With the individual analysis of the short and long-term components, it was possible to diagnose how stagnant the Brazilian labor productivity was in the evaluated period. That is because the effective productivity in 2010 did not differ significantly from the levels observed in the early 1980s. On the other hand, its short-term component in 2010 was at levels like those observed in the early 1950s. This inference will require further studies and deepening in the identification of the factors that led to such behavior, that is, the phenomenon designated in the scope of this work as the enigma of labor productivity in Brazil, but which, as a hypothesis, it is suggested is associated the absence of integrated and systematic Economic Plans for development in more dynamic industrial sectors.
5. Conclusions
The main objective of this paper was to evaluate the impact of trade openness on total factor productivity (TFP) using monthly data from December 1991 to 2024. It also includes absorptive capacity to investigate the behavior of TFP components. Through a multivariate VECM model, we found evidence that absorptive capacity had no significant impact on TFP, even in the short term. Conversely, the increase in openness contributes to raising TFP even in the long term. This result is statistically significant at conventional significance levels. We also demonstrate the robustness of this result by applying the Granger causality test. In this case, absorptive capacity and trade openness Granger cause an increase in productivity. There is a long-term relationship between these variables, as demonstrated by the cointegration test.

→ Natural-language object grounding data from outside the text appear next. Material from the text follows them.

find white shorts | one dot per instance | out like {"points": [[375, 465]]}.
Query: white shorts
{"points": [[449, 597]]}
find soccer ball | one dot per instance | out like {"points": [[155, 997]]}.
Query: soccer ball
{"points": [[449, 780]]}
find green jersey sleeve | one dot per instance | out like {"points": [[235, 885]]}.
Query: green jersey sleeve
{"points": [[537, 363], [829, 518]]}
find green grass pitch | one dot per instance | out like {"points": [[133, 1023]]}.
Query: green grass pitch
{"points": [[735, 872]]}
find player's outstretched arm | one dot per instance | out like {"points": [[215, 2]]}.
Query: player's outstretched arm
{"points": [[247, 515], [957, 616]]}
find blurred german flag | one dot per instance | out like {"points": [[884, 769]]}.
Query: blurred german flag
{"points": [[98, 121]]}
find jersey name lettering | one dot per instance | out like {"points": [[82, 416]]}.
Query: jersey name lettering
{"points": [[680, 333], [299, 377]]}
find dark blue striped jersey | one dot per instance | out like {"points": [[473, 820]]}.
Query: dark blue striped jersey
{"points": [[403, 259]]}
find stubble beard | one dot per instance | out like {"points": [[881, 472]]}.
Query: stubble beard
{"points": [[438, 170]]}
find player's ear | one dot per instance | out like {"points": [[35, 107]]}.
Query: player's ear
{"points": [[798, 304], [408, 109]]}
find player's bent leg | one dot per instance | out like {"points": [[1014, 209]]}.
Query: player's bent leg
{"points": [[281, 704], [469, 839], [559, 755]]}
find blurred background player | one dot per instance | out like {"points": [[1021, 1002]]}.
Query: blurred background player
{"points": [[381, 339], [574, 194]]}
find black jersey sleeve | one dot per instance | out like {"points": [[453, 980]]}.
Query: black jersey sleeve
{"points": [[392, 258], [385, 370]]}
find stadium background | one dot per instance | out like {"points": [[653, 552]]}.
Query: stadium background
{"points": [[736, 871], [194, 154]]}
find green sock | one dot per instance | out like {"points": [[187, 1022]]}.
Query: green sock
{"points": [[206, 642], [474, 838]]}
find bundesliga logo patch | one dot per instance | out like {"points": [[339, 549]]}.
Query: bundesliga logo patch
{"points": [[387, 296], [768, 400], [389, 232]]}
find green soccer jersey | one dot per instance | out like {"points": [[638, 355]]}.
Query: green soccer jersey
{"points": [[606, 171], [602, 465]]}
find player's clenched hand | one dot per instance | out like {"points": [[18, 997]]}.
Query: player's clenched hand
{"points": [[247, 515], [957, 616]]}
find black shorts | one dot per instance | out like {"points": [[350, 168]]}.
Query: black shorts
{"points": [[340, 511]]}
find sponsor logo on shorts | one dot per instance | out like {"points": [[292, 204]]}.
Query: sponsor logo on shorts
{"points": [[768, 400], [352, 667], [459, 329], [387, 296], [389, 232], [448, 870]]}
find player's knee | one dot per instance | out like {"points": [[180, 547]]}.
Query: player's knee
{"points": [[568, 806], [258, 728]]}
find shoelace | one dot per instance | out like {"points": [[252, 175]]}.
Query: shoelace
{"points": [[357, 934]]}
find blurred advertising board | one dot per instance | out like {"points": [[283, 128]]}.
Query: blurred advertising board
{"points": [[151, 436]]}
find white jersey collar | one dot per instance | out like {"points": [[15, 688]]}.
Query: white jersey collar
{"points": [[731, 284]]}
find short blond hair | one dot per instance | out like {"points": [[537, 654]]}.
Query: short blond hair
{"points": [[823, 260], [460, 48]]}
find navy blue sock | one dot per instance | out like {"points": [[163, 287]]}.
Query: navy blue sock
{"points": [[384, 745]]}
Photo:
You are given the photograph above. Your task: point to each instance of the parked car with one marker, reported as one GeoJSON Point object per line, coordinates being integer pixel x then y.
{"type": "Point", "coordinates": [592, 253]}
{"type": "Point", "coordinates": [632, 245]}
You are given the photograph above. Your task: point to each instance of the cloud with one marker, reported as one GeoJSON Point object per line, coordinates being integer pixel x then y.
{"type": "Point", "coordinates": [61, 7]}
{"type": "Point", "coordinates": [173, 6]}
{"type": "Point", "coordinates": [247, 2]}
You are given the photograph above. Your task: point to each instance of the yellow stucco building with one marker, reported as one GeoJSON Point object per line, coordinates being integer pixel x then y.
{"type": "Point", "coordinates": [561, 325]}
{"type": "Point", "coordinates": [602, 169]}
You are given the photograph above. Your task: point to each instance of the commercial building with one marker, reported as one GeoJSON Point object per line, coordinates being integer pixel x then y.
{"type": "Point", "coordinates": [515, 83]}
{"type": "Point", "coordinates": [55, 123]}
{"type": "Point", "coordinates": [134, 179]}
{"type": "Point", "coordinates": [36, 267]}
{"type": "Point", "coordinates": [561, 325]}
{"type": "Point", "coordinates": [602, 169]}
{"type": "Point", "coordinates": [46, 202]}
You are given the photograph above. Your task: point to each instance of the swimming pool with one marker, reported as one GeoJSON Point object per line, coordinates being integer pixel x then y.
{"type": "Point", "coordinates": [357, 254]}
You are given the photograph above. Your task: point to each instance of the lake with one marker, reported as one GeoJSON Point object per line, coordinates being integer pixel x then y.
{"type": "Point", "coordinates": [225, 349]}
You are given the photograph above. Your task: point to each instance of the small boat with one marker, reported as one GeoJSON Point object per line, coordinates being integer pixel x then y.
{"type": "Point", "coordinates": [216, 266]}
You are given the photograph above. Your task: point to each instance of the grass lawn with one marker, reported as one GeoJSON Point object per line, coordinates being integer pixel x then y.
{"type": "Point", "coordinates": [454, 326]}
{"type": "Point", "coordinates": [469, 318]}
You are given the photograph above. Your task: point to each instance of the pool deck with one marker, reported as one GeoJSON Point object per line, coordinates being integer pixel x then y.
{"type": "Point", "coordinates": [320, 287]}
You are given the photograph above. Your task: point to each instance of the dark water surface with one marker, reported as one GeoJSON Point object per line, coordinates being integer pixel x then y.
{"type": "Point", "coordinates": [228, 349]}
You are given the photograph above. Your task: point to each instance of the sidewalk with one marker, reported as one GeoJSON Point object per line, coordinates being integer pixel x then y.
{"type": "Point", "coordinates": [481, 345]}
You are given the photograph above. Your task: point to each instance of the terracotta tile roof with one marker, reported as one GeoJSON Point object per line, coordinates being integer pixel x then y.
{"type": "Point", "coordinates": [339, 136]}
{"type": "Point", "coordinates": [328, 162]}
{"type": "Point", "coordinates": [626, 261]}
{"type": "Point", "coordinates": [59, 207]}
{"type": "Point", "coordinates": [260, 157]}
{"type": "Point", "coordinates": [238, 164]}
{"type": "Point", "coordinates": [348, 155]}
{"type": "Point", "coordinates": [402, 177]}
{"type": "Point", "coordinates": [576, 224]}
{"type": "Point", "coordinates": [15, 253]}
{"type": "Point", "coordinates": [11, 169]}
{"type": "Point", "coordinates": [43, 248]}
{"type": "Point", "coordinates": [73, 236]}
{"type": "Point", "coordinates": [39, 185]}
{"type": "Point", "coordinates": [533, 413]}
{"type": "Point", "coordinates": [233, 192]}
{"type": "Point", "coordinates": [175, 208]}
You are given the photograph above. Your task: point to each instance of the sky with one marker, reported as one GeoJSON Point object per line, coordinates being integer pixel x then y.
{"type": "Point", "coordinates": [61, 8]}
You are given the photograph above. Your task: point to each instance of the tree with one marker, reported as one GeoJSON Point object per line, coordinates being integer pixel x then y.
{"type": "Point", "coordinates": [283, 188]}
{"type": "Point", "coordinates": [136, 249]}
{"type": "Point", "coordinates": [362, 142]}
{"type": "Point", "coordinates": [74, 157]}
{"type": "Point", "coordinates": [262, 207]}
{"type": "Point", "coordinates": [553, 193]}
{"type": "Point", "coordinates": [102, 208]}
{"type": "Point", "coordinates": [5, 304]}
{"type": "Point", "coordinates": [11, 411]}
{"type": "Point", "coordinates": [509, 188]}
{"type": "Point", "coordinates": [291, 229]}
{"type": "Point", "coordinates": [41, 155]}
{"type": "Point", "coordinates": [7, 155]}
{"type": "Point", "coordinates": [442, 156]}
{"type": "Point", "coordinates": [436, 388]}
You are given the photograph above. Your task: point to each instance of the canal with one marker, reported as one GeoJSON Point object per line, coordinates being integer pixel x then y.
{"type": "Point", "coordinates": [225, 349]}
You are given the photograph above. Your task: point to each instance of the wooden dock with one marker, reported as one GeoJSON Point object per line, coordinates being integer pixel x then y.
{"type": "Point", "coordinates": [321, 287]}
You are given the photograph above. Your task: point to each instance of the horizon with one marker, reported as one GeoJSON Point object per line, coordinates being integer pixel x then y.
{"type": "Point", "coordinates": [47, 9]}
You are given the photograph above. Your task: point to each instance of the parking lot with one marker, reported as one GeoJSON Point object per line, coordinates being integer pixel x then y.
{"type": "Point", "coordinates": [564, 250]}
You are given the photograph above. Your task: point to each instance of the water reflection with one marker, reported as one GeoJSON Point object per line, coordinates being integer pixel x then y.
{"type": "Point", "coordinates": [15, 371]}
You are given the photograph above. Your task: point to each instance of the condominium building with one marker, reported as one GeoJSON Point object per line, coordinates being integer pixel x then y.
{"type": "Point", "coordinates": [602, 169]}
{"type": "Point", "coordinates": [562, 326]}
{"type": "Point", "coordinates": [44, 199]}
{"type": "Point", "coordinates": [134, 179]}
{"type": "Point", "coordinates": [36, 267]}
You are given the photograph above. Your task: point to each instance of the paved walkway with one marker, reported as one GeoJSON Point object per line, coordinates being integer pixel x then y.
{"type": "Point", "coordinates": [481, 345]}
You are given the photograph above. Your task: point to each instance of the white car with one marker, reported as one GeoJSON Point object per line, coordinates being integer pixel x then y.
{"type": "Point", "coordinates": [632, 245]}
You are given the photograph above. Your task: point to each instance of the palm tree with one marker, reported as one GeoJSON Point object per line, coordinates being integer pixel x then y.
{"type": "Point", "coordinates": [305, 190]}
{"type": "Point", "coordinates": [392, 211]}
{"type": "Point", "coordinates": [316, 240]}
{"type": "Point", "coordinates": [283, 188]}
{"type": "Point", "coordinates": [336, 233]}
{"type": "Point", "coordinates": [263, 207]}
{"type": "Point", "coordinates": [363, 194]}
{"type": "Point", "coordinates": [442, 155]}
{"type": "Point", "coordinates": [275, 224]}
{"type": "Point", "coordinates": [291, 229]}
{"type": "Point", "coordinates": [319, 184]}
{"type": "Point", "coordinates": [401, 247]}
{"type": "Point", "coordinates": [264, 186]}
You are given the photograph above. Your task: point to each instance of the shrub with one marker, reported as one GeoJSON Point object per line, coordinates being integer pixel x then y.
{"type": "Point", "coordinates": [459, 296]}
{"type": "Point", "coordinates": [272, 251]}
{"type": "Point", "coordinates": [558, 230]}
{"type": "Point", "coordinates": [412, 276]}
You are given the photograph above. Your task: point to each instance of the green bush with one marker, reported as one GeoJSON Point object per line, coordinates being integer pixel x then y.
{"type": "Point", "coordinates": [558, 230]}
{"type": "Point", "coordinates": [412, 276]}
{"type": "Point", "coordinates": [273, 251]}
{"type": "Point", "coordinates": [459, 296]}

The political implications of these results are enormous. Economic policymakers should take into account the dynamic effects of their policy actions on other sectors of the economy that were not initially the focus of the policy. Economic openness increases production and improves the country’s absorptive capacity over time. As a result, although absorptive capacity alone cannot increase TFP in the short term, the impact of openness on it has had positive long-term effects on TFP. In fact, the insignificant short-term results can be attributed to the high transaction costs in Brazil, which result from the low capacity to supply quality infrastructure in several dimensions. Thus, policymakers should develop concrete policies to increase the infrastructure supply and reduce private investment costs. In addition, policies that improve the efficient use of resources in the production chains of the agricultural and industrial sectors should be encouraged. Some concrete measures that can enhance the effect of openness on TFP include investment in human capital, ICT, and research and development.